Acton overcame a childhood in poverty to lead Ohio’s battle against coronavirus

Dr. Amy Acton, the director of the Ohio Department of Health, center, discusses the confirmation of Ohio’s first three cases of coronavirus, as Gov. Mike DeWine, right, studies an update on the cases provided to him during a news conference, Monday, March 9, 2020, in Columbus, Ohio. Lt. Gov. Jon Husted is at left. Acton said the state is “leaning in and taking an aggressive approach” to combating the disease. (AP Photo/Andrew Welsh-Huggins)

Ralph EllisCNN

(CNN) — When she was a child growing up in Ohio, Amy Acton says, people looked down on her and her brother because they were poor—really poor.

“I remember walking the north side (of Youngstown) and people seeing us walk by — because everyone walked then — and giving us breakfast, my brother and I, because they knew we were hungry. Just random neighbors,” she told CNN affiliate WKBN.

“I also remember people looking the other way, not wanting their kids to play with me because we were dirty and smelly.”

People can’t help but look at Acton now. She shows up on television screens in Ohio all the time.

‘You’re winning the war’

Appearing alongside Gov. Mike DeWine during the daily televised news briefing on efforts to curb the coronavirus, Acton, the director of the state Department of Health, delivers the hard facts about social distancing and a climbing death toll in a direct but warm manner.

Ohio recorded more than 5,500 cases and 200 deaths as of Thursday, grim numbers but still below those of nearby Michigan, Pennsylvania and Illinois.

Acton encourages the populace, almost becoming a cheerleader at times.

“It’s vitally, vitally important, Ohio, you’ve done this,” she said during the Tuesday news briefing. “You’re winning the war. … The second we let our foot off the gas, the second we are no longer that Category 3 hurricane, it can pick up wind again and we can be a Category 5.”

A surging popularity 

In becoming the Buckeye state’s version of the straight-talking Dr. Anthony Fauci, Acton has developed not just supporters, but fans.

At least two Acton fan pages have sprung up on Facebook and a T-shirt company invokes her name as it raises money for charities, saying on Twitter that she “has emerged as a voice of reason and a beacon of light.”

One creative soul even wrote a parody of the “Laverne & Shirley” theme song and paired it with an animated short called “DeWine and Amy.”

The video shows the business-suited DeWine and medical-coat-wearing Acton dance down the street together and throw rolls of toilet paper while encouraging everybody to social distance.

She worked at Western Sizzlin’ 

Acton’s bootstrap personal story has contributed to her popularity.

Acton, 54, told the Toledo Blade newspaper she grew up in a broken family from Youngstown and moved around the country with her mother and younger brother, at one point sleeping in a tent.

In the interview with WKBN, Acton said she lived in 18 different places before she was 12.

Around the seventh grade, she and her brother settled with their father in Youngstown, where life became more stable. After high school — she became homecoming queen — Acton worked her way through Youngstown State University and the Northeast Ohio Medical University.

“Don’t laugh, but I worked at the Western Sizzlin’ steakhouse on Belmont Avenue,” she told WKBN, a Youngstown station.

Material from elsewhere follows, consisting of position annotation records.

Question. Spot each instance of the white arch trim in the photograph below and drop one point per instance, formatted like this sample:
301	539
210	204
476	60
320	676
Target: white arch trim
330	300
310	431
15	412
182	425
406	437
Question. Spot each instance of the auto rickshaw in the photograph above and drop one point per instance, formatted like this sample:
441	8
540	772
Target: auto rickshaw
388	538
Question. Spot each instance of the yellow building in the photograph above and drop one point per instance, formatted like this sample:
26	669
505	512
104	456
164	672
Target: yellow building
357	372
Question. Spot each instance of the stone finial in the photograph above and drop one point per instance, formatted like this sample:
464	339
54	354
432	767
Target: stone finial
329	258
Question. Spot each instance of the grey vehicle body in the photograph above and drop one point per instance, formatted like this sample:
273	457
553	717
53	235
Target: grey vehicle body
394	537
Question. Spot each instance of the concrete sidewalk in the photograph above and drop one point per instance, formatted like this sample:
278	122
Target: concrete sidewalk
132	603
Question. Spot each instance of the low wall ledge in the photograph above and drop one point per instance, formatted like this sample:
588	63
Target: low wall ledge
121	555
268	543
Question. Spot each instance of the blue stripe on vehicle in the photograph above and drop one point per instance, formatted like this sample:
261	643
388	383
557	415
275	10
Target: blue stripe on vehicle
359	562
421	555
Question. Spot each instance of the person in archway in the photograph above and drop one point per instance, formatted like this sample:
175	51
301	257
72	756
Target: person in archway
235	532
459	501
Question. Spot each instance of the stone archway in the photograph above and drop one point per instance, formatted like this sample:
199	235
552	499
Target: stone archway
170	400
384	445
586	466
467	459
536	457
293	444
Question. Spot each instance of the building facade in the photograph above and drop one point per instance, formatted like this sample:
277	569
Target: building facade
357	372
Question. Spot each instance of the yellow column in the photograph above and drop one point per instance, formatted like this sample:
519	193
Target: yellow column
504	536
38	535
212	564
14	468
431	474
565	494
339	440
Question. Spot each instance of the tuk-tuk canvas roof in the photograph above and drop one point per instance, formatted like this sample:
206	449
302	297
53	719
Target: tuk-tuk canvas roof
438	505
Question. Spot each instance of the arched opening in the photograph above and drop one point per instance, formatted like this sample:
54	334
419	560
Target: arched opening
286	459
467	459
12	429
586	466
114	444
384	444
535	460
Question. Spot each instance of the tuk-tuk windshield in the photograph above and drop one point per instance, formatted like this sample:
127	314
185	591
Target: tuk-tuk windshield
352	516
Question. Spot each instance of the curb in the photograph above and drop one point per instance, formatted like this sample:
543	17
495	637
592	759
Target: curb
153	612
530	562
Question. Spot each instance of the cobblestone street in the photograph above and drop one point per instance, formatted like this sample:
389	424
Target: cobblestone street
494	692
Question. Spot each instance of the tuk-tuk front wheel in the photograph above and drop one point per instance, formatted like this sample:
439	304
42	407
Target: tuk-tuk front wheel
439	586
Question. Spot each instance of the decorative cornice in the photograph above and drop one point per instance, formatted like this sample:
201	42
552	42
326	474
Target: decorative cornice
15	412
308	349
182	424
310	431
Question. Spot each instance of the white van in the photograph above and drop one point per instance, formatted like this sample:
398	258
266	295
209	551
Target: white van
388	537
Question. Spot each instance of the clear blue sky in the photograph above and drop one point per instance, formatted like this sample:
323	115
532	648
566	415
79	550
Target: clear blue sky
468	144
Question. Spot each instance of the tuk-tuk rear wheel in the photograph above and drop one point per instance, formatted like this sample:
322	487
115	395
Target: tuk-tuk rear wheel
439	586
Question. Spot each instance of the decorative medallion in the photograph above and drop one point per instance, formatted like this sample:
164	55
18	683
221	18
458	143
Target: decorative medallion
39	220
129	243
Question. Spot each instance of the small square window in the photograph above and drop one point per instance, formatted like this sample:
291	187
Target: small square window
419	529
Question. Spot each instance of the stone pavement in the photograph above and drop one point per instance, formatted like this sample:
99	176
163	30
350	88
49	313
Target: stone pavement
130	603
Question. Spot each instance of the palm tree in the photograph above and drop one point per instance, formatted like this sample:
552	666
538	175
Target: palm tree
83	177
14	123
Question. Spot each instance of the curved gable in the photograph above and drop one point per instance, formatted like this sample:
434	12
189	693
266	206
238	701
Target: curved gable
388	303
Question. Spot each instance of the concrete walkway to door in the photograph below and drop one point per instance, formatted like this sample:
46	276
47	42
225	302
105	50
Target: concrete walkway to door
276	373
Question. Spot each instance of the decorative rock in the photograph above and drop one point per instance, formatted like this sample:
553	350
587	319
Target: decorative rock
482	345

As a licensed physician in preventive medicine with a master’s degree in public health, she’s worked with patients and bureaucracies, having treated patients, taught at the university level and worked for nonprofits, most recently the Columbus Foundation.

Acton says she’s surprised at how she burst into the spotlight to become a state leader — and something of a pop culture icon.

“I’m a very ordinary person in an extraordinary moment,” she told WCMH.